Past polices designed for an isolated economy cannot meet the current needs of today's rapidly expanding food and agricultural system, stated a report released this week from the US Department of Agriculture.
According to a statement, the report, entitled "Food and Agricultural Policy: Taking Stock for the New Century," aims at identifying critical needs for the new century and details the changes that have taken place in agriculture across the American food and farm sector.
It recommends that policy makers examine past policies and programs and, where necessary, define new goals and principles that could best guide the future growth and development of the farm, food and agriculture industry in the new century.
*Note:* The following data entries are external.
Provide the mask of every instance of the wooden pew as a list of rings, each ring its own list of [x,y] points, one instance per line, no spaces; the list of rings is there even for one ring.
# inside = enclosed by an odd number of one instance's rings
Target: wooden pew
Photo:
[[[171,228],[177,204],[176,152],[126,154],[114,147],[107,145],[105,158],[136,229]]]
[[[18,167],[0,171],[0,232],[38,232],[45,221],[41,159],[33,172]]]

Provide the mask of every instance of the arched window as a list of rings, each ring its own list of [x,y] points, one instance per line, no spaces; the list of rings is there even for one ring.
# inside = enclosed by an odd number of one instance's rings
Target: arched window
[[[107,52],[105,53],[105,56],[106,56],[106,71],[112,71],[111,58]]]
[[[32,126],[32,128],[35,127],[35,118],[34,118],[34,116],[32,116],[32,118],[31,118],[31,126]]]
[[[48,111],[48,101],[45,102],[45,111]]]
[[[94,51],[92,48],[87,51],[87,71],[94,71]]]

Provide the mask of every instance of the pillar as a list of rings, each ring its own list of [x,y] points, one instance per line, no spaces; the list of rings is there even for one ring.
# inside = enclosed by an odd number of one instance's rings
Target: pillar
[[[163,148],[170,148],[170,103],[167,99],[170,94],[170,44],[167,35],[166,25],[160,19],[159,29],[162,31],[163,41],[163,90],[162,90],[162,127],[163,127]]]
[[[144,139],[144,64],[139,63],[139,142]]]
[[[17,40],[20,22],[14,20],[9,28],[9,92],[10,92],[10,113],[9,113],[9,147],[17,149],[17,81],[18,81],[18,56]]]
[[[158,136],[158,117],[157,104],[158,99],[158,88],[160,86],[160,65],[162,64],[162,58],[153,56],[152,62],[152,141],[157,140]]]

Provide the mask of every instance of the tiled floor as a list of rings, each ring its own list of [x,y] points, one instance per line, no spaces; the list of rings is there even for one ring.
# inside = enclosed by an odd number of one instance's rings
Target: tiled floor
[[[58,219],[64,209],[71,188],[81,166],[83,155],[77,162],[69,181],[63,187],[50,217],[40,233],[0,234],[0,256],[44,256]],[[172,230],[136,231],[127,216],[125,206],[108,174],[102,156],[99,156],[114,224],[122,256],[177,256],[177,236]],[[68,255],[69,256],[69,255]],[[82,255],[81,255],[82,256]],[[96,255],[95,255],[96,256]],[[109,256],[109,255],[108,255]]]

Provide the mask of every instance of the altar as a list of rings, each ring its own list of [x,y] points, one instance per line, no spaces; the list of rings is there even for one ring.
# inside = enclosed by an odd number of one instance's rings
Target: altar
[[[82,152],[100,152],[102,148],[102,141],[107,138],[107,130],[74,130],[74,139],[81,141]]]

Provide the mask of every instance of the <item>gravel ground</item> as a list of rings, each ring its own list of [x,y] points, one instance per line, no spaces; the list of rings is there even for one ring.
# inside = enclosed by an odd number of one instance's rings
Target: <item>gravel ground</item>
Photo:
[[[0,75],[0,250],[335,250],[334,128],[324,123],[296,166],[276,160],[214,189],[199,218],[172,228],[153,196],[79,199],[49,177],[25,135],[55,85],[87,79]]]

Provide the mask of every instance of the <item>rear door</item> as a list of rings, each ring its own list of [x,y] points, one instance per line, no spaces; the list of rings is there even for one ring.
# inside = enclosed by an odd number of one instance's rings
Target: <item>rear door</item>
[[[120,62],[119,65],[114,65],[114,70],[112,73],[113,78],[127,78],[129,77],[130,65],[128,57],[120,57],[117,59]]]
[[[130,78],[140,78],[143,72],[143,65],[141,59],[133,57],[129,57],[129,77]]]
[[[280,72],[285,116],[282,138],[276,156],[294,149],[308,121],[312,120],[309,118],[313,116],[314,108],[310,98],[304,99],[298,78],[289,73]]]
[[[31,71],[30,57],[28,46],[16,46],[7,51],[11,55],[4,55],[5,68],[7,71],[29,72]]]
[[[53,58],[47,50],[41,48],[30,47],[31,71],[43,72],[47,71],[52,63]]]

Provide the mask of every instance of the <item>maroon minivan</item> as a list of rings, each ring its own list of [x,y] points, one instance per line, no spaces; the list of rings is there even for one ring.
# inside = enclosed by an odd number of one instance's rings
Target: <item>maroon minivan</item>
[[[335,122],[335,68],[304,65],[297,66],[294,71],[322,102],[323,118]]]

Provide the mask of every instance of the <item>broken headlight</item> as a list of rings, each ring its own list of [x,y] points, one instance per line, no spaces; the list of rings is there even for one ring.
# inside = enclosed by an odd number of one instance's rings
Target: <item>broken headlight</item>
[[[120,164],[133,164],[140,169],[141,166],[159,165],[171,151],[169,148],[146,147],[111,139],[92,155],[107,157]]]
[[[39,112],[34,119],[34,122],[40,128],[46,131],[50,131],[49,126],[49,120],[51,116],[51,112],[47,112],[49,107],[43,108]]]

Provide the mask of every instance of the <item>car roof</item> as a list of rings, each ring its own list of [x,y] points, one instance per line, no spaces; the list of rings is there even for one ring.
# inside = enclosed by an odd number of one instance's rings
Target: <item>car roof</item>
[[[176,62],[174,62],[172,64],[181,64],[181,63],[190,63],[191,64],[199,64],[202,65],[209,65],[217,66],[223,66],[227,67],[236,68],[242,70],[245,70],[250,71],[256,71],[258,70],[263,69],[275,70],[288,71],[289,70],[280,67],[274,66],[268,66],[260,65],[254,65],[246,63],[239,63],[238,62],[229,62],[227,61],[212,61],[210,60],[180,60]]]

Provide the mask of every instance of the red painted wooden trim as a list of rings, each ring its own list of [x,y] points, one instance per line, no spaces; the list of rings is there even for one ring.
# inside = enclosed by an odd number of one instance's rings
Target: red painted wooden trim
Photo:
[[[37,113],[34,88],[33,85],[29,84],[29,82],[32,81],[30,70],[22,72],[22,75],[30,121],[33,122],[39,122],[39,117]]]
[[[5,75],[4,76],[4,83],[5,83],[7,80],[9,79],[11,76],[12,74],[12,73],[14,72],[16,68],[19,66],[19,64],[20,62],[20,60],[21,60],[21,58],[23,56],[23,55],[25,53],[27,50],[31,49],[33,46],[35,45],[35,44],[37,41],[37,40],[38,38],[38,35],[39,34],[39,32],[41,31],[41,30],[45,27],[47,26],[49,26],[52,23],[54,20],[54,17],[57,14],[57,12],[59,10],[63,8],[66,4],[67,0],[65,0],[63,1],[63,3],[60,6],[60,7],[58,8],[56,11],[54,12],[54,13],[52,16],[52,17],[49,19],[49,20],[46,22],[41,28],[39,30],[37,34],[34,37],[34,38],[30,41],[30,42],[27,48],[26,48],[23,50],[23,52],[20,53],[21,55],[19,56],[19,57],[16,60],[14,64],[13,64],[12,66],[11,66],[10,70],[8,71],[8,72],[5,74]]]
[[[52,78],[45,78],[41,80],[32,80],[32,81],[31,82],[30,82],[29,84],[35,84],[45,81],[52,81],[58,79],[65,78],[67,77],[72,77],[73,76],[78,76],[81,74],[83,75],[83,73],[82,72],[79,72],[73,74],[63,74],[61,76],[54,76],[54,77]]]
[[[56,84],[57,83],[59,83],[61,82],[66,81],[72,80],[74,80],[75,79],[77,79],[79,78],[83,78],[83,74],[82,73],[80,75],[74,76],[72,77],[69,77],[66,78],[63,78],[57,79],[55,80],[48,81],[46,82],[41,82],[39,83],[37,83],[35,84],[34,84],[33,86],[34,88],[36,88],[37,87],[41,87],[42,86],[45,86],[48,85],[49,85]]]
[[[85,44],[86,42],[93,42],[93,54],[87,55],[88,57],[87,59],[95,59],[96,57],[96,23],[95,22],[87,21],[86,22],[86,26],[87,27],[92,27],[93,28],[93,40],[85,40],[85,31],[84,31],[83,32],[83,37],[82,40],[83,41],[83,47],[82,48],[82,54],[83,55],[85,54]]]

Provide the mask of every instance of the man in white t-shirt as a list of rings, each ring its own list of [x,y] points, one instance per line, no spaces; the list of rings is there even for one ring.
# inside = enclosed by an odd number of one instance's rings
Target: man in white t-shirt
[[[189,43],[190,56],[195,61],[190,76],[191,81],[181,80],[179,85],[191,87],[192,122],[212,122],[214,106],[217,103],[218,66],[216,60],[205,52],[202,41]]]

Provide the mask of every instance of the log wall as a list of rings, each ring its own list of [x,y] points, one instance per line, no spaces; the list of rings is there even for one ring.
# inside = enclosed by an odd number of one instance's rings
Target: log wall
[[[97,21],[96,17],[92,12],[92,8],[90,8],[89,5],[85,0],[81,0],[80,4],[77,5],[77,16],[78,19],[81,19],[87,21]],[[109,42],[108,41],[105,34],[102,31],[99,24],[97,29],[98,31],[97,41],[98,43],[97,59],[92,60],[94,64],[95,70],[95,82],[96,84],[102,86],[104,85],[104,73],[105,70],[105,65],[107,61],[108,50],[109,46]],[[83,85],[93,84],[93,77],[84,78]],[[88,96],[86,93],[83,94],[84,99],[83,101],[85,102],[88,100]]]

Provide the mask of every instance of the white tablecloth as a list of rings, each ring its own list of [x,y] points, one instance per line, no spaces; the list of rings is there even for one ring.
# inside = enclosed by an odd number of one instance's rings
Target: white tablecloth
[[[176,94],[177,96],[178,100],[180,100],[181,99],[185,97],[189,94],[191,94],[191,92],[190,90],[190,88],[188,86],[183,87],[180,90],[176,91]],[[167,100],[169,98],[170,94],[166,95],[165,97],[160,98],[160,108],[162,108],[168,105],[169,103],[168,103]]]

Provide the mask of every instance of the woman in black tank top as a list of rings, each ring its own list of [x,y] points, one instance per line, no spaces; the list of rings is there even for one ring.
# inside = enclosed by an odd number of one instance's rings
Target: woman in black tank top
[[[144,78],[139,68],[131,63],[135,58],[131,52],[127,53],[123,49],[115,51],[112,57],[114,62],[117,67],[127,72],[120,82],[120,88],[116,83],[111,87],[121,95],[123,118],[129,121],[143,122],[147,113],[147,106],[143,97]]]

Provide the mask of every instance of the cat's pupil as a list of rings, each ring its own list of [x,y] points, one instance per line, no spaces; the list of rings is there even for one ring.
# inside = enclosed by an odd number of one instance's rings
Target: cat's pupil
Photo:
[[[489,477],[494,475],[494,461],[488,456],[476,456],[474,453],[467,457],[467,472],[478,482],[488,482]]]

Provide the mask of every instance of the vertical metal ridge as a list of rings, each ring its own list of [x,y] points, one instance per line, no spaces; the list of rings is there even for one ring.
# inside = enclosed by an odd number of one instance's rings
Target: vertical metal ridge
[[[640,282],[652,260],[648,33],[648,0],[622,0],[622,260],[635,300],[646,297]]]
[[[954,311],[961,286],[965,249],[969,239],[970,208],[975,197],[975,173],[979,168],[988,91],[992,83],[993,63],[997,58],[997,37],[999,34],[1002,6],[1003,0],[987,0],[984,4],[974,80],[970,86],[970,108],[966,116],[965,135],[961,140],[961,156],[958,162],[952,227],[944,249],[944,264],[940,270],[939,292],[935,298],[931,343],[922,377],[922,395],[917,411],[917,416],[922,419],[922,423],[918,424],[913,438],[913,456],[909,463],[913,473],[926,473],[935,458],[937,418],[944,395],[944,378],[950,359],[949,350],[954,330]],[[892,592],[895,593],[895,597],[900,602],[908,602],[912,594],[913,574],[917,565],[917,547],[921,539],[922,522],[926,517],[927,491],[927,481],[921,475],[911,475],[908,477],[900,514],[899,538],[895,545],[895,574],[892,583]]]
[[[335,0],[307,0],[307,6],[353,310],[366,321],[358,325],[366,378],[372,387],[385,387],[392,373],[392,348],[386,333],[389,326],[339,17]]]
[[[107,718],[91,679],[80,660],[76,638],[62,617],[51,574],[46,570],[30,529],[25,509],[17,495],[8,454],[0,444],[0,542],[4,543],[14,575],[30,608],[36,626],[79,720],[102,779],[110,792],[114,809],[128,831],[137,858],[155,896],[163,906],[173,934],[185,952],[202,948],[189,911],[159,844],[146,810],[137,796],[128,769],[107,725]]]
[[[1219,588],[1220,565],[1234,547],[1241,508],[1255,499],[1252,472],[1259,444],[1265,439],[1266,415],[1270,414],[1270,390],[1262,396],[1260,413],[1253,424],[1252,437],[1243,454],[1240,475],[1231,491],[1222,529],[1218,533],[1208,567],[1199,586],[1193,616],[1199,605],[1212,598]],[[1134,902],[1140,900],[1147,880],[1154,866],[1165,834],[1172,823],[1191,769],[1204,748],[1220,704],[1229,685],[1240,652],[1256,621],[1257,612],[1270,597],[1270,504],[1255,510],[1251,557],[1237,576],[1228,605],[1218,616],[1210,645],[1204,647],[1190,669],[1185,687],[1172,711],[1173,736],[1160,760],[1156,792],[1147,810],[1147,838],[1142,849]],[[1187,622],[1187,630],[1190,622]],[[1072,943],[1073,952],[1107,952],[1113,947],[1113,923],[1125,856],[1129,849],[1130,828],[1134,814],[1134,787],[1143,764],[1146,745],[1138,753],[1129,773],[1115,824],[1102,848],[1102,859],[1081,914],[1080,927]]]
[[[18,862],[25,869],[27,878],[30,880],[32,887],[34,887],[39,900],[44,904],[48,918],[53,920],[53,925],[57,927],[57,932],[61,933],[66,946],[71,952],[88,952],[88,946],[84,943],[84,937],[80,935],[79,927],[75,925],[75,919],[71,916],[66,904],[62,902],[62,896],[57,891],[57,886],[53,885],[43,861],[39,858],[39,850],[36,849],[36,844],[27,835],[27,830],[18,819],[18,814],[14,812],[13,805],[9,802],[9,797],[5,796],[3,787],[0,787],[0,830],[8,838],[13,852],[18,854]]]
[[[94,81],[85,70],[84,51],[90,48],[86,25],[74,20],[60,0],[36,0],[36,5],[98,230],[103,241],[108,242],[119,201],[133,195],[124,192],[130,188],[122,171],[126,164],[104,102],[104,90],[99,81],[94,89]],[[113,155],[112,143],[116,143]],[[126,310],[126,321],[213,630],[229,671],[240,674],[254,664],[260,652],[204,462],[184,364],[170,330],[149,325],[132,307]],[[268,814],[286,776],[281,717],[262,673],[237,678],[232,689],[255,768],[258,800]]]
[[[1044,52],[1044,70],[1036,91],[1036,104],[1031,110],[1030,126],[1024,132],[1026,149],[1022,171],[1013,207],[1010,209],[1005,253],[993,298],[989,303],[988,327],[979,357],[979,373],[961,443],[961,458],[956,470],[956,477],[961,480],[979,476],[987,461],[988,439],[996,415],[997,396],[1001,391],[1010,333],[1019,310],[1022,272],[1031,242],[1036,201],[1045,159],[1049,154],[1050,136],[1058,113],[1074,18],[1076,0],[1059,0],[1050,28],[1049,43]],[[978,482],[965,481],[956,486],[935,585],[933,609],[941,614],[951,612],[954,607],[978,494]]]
"Farmers today operate in a global, technologically advanced, rapidly diversifying, highly competitive environment that is driven by increasingly sophisticated consumers. The various policies, programs, and supporting infrastructure that serve our food system will require updating to meet future needs," commented Agriculture Secretary Ann M.Veneman in a statement.
Key principles of the report include: farm policy and programs must be tailored to reflect wide differences among farms with respect to production costs, marketing approaches, management capabilities, and household goals; trade policy must focus on gaining access to foreign markets through tariff reduction and the elimination of trade distorting subsidies; and a strong commitment to ensuring the access of all Americans to a healthy and nutritious food supply.
We wait to learn how and when the actual implementation of the above key principles will occur.